The <machine> field (1st) is what you're running on, and on some systems it includes a version number of sorts. Most 64-bit vs 32-bit differences go here, except if the runtime differs from what is natural (commonly "32-bit pointers even though the CPU is in 64-bit mode"), which goes in <abi> instead. Historically, "arm" and "mips" have been a mess here, but that has largely been fixed, in large part as a side-effect of Debian multiarch (whose triples only have to differ from GNU triples in that they canonicalize i[34567]86 to i386, but you should use dpkg-architecture to do the conversion for sanity).
The <vendor> field (2nd) is not very useful these days. It defaults to "unknown" but as of a few years ago "pc" is used instead on x86 (this means that the canonical triple can change, but this hasn't been catastrophic since you should almost always use the non-canonical triple except when pattern-matching, and when pattern-matching you should usually ignore this field anyway).
The <kernel> field (3rd) is pretty obvious when it's called that, but it's often called <os> instead since "linux" is an oddity for regularly having a <libc> component that differs. On many systems it includes version data (again, Linux is the oddity for having a stable syscall API/ABI). One notable exception: if a GNU userland is used on BSD/Solaris system, a "k" is prepended. "none" is often used for freestanding/embedded compilation, but see <obj>.
The <libc> field (main part of the 4th) is usually absent on non-Linux systems, but mandatory for "linux". If it is absent, the dash after the kernel is usually removed, except if there are ABI components. Note that "gnu" can be both a kernel (Hurd) and a libc (glibc). Android uses "android" here, so maybe <libc> is a bit of a misnomer (it's not "bionic") - maybe <userland>?

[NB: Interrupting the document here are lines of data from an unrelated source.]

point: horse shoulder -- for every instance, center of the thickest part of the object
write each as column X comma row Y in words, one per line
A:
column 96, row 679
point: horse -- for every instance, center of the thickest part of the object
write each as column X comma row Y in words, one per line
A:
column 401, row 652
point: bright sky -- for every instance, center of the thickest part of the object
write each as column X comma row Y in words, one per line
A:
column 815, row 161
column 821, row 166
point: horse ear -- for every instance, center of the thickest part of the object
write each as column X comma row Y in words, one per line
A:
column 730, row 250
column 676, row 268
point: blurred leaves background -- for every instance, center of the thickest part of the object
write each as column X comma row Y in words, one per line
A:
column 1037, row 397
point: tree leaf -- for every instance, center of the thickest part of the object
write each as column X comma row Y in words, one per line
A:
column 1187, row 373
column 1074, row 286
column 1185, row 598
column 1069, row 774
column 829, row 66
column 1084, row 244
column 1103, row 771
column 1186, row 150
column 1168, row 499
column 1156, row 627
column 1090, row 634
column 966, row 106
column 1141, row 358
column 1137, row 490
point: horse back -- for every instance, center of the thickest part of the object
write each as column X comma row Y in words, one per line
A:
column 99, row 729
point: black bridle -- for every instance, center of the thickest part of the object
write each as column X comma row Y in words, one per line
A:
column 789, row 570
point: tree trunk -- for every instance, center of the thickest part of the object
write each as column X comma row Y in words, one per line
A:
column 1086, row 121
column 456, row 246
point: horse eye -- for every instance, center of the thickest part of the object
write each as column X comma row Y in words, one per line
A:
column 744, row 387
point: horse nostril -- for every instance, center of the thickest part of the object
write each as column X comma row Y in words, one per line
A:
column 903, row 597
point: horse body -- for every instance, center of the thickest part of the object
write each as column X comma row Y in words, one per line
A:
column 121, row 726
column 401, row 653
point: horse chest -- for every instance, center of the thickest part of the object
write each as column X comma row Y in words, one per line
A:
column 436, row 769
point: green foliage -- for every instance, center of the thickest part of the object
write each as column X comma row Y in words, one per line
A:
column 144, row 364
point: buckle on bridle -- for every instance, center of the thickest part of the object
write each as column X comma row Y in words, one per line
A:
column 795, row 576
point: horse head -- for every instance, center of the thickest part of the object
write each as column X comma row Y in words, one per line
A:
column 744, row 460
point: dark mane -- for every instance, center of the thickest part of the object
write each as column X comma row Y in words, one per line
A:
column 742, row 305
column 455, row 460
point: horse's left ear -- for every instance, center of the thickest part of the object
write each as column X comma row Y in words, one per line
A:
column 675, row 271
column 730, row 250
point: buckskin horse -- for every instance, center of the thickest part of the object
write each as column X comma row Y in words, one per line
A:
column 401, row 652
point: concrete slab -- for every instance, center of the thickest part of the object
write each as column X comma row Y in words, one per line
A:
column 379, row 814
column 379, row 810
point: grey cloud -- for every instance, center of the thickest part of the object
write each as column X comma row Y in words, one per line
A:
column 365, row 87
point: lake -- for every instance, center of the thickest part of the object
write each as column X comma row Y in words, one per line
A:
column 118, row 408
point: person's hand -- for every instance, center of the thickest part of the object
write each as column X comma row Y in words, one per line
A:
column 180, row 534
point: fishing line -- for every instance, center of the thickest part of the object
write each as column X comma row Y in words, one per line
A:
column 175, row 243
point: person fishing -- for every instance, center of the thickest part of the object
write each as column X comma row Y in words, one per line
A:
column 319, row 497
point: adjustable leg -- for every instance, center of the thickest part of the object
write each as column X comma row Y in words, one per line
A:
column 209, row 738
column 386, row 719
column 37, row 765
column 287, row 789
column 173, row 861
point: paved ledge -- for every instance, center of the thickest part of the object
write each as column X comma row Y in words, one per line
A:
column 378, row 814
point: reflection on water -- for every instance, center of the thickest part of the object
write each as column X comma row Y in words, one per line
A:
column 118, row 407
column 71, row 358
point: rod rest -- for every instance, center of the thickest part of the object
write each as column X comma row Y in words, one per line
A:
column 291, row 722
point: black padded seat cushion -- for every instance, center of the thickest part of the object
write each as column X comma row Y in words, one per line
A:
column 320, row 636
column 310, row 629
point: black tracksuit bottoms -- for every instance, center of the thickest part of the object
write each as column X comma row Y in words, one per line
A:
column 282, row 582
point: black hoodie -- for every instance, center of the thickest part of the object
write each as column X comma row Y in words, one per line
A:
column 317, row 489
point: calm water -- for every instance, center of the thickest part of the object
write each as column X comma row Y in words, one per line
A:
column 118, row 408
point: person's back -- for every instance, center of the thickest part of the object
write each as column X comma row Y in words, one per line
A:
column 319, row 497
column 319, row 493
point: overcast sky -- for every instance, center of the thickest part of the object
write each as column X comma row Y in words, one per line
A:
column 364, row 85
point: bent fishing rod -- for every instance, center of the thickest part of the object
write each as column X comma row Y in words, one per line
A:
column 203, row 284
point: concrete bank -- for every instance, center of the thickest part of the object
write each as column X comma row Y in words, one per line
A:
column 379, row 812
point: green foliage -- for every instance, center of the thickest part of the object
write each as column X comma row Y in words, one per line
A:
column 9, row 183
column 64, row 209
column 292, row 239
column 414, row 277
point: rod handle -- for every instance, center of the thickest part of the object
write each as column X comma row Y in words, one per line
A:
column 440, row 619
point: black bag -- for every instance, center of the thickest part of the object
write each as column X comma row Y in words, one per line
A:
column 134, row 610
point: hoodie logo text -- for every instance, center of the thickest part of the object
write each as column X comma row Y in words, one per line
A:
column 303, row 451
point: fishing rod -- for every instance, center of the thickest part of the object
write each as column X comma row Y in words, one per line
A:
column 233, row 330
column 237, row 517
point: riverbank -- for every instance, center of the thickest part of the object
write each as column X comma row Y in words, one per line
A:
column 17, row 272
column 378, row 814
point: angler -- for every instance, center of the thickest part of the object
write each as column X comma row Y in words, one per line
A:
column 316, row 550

<abi>, if present, means you aren't doing the historical default for the platform specified by the main fields. Other than "eabi" for ARM, most of this is for "use 32-bit pointers but 64-bit registers".
<fabi> can be "hf" for 32-bit ARM systems that actually support floats in hardware. I don't think I've seen anything else, though I admit the main reason I separately document this from <abi> is because of how Debian's architecture puts it elsewhere.
<obj> is the object file format, usually "aout", "coff", or "elf". It can be appended to the kernel field (but before the kernel version number), or replace it if "none", or it can go in the <abi> field.
See the code starting at line 1144 here: https://llvm.org/doxygen/Triple_8cpp_source.html
The components are arch-vendor-os-environment-objectformat.
It's absolutely full of special cases and hacks. Really at this point I think the only sane option is an explicit list of fixed strings. I think Rust does that.
The underlying problem with target triples is that architecture-vendor-system isn't sufficient to uniquely describe the relevant details for specifying a toolchain, so the necessary extra information has been somewhat haphazardly added to the format. On top of that, since the relevance of some of the information is questionable for some tasks (especially the vendor field), different projects have chosen not to care about subtle differences, so the normalization of a triple is different between different projects.
LLVM's definition is not more or less correct than gcc's here, nor are these the only definitions floating around.
Ah, I found a modern one:
i[3456789]86-w64-mingw* does not use winsup
i[3456789]86-*-mingw* with other vendors does use winsup
There are probably more; this is embedded in all sorts of random configure scripts and it is very not-greppable.The GNU Config project is the original.
Frankly being the originators of this deranged scheme is a good reason not to listen to GNU!